Browser-based threats have become one of the biggest concerns facing cybersecurity professionals today. It’s critical for organizations to implement effective protection from these hard-to-detect attacks.
Of all the software in use, browsers are the most exposed. They are constantly connecting to the outside world, and frequently interacting with web sites and applications that cybercriminals have infected with malware. Browsers are powerful, data-rich tools that if compromised, can provide an attacker with a vast amount of information about you, including your personal address, phone number, credit card data, emails, IDs, passwords, browsing history, bookmarks etc.
During the past year or so, we’ve seen a sharp increase in web threats that are specifically designed to leverage browser-based vulnerabilities. This increase in popularity is not only because browsers are strategically desirable as hacking tools, but because browser-based web threats are difficult to detect. Most malware detection and prevention technologies work by examining files such as downloads or attachments. However, browser-based threats don’t necessarily use files, so conventional security controls have nothing to analyze. Unless organizations implement advanced tools that don’t rely on analyzing files, browser-based attacks will likely go undetected.
Given that browser-based attacks are powerful and difficult to discover, it’s easy to understand why they have become so prominent. They simply work.

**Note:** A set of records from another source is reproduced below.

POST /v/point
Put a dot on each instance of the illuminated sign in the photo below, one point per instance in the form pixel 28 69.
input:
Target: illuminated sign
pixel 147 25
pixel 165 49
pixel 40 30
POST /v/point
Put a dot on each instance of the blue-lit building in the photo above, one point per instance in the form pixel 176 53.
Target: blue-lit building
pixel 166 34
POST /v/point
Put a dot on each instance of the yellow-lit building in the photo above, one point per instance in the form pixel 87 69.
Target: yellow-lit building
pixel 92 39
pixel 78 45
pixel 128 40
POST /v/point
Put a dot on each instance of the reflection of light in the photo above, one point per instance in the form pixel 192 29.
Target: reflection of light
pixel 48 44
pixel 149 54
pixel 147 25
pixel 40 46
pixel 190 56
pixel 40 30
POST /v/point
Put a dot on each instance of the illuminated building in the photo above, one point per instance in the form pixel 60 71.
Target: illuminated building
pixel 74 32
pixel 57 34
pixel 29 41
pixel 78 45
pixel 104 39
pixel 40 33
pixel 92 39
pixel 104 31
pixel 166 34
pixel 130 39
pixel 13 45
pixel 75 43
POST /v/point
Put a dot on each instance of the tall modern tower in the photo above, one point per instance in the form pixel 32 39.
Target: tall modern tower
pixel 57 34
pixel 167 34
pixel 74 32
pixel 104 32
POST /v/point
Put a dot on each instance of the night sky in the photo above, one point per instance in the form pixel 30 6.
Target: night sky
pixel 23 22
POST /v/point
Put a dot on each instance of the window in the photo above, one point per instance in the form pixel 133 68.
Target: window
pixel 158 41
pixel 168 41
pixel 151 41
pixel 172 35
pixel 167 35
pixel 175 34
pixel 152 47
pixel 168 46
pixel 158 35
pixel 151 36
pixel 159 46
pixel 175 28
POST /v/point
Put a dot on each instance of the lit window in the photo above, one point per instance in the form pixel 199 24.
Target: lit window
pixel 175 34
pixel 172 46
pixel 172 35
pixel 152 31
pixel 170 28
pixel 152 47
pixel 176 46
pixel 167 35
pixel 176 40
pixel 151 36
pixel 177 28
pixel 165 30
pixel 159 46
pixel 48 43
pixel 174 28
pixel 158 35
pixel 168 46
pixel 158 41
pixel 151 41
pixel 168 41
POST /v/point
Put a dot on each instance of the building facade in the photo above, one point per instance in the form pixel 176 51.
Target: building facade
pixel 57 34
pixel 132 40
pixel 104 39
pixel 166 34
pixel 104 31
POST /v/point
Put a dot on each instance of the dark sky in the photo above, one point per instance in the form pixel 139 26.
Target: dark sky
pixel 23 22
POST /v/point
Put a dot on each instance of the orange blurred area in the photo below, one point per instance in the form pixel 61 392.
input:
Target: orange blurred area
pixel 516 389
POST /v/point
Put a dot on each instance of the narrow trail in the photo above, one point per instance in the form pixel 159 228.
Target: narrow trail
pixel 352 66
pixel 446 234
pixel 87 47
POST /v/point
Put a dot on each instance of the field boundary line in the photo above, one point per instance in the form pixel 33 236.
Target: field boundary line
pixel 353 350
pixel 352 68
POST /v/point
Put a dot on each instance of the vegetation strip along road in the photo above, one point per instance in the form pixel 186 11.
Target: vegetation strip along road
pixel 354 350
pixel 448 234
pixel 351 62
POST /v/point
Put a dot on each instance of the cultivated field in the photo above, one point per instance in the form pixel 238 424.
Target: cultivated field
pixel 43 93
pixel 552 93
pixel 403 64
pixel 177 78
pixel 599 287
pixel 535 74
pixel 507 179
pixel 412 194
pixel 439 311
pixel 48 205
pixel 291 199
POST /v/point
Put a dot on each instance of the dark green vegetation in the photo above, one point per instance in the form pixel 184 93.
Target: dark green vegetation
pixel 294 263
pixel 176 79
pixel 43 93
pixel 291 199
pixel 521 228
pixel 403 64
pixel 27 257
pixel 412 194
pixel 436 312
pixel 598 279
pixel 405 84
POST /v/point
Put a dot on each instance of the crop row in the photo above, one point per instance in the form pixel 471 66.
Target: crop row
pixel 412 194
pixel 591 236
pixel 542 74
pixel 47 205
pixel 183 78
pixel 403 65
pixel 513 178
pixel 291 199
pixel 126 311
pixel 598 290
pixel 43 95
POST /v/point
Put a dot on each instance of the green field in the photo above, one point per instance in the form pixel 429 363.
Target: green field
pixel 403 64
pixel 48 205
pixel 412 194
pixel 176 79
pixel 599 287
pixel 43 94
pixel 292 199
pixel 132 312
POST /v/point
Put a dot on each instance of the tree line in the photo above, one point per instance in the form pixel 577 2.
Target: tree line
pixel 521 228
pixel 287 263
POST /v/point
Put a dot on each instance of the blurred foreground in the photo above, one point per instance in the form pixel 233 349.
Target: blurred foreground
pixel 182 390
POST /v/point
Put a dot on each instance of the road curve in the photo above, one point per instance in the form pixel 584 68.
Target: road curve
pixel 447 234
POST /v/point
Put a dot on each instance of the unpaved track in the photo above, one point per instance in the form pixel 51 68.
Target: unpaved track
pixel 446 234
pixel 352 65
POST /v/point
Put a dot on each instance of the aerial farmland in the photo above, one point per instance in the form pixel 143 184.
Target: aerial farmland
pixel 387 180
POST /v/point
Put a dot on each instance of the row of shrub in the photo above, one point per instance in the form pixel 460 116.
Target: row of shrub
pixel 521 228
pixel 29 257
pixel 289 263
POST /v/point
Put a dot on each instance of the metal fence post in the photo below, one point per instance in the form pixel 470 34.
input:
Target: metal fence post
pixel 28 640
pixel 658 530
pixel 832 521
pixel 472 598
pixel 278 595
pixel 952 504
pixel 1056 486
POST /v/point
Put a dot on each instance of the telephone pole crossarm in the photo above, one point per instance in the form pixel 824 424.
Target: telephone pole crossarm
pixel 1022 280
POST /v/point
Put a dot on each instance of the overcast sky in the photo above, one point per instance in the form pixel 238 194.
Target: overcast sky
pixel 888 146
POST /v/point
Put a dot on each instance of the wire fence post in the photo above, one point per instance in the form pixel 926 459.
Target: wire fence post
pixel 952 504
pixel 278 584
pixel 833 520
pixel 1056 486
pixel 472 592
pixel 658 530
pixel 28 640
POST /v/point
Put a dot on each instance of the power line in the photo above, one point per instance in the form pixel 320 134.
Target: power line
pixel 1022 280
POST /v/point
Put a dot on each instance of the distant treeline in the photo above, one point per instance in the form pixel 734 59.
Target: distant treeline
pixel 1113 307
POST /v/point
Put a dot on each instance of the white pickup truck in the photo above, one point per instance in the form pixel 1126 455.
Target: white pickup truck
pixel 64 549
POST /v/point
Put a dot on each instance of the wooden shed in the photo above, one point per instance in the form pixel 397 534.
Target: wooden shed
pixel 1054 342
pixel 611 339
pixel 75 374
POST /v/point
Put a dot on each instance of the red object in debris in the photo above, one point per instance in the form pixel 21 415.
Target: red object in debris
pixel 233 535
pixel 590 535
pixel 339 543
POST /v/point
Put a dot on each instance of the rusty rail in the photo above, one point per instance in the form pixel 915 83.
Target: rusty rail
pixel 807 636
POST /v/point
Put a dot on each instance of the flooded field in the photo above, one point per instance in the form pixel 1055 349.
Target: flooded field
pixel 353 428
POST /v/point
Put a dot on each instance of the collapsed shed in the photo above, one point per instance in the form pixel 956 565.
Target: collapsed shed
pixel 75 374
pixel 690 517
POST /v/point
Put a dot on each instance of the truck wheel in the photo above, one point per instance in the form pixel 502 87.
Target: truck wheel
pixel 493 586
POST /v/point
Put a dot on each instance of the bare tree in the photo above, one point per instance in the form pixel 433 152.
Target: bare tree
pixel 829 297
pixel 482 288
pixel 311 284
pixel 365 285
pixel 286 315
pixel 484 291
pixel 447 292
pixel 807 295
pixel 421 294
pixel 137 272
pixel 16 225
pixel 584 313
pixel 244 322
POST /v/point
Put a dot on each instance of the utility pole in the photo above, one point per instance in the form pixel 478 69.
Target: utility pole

Static – Structural Abnormalities
Dynamic – Behavioral Abnormalities
In those cases where the malware detection engine encounters abnormalities during the initial static analysis phase, it can examine the code more closely. The most rigorous and time-consuming tests need only happen in those rare situations where all previous tests indicate a substantial risk of malware.
For example, static analysis might identify capabilities that could potentially be malicious, like data encryption. Code that can encrypt data could be ransomware. In this case the system will also perform dynamic analysis to determine if the code does in fact behave maliciously, or if it uses the encryption capabilities in benign and appropriate ways.
Static analysis efficiently detects a wide variety of anomalies such as abnormal macros, missing or added structures or segments, correspondence with command and control servers used by cybercriminals, and more. Some of these capabilities are very indicative of malicious intent and the system can immediately score the object as high-risk. If there’s any doubt, the system also performs dynamic analysis to test what the code actually does when it executes.
If static analysis uncovers nothing suspicious, the system can, with a high rate of accuracy, score the object as low-risk and bypass dynamic analysis.
Cybercriminals are constantly working to find new and more effective ways to infiltrate our computers, devices, and networks. The recent evolution in browser-based cyberthreats is a poignant example of malicious new techniques that are both difficult to detect and effective.